Ukraine’s Foreign Ministry summoned a Russian diplomat on Thursday to express disappointment with recent remarks by Ilya Rubtsov, the head of the CIS department at the Russian Foreign Ministry.

Rubtsov said Ukraine’s push towards the agreement with the EU and only partial acceptance of the Moscow-led Customs Union shows the country has been seeking to benefit from both without making any commitments.

"It's a kind of dependency and a freeloader mode," Rubtsov said, Unian reported.

“You have to understand that the process of integration is a process of compromise. If you want to get something, you have to give something in return.”

Ukraine’s Foreign Ministry, in a statement, said that the remark was “incompetent” and expressed concerns that the comment reflected an increasingly general negative mood in the Russian media.

"The Foreign Ministry is disappointed with incompetent comments by Russian officials on the state and prospects of relations between Ukraine and Russia,” the ministry said in the statement.

The Russian diplomat sought to distance Rubtsov’s remark with the position of the Russian foreign ministry.

The diplomat said that "a statement made by an ordinary employee at the Foreign Ministry does not have an official weight," according to the statement from the Ukrainian foreign ministry.

The diplomat said Rutsov’s remark was not in line with “diplomatic language.” Ukraine now expects that Russia’s Foreign Ministry will officially react to the scandal.

"We expect that development of peer relations and mutually beneficial cooperation between [Ukraine and the Customs Union] that would meet the spirit of the strategic partnership between our two countries," the ministry said.

"Ukraine does not oppose cooperation between its European policy and relations with the Eurasian community," the ministry said.
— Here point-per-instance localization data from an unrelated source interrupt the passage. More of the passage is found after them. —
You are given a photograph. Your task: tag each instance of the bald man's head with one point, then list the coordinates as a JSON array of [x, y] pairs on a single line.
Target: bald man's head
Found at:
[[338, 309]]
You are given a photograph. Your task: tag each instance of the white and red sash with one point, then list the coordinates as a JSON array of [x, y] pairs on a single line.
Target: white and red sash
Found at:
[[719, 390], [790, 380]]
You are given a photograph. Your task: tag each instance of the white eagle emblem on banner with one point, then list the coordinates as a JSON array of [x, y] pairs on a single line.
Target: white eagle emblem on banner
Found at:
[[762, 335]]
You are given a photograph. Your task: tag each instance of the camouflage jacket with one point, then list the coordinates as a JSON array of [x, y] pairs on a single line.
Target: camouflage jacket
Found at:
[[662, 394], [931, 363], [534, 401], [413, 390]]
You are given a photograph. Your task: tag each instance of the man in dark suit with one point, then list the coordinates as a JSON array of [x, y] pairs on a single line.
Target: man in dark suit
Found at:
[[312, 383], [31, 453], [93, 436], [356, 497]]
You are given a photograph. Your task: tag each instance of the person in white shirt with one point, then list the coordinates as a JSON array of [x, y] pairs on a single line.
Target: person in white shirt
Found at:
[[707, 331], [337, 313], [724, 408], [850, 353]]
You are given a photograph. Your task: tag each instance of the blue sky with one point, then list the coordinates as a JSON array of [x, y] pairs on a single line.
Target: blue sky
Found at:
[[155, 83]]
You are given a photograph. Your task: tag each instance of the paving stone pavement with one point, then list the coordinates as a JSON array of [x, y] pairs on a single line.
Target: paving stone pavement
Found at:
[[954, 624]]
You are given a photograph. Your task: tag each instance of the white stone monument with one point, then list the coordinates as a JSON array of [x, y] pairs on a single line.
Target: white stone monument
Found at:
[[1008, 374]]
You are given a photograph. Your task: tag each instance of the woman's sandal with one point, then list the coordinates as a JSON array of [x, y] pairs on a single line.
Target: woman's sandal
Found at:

Ukraine has been seeking to sign the political association and free trade agreements with the EU at a summit in Vilnius in November.

Russian President Vladimir Putin warned that should Kiev sign the agreements, Moscow will block its imports from Ukraine in order to protect its territory from cheaper and more quality products that may flood the market after the agreements come in force.

Russia has been seeking to step up efforts of trying to disrupt the agreements and the planned appointment of a Russian hardliner may play a role.

Vladislav Surkov, a Russian official who is believed to have designed Russia’s anti-Western foreign policy course and contributed to reducing democracy, will soon advise Putin on relations with Ukraine, a Russian newspaper recently reported. 

Surkov, who has a notorious image in Russia for launching a crackdown on opposition parties and reducing freedom of speech, has overseen a pro-Putin youth movement that had been frequently involved in provocations.

President Viktor Yanukovych said earlier this month that Ukraine should continue its pro-European course and sign the agreements.

The Ukrainian government on Wednesday formally gave its approval for landmark political and trade agreements to be signed with the EU despite Russia’s mounting pressure to avert the deals.

Prime Minister Mykola Azarov said the agreements will be “life-changing” for Ukraine, providing “for consistent progress towards the European quality of life."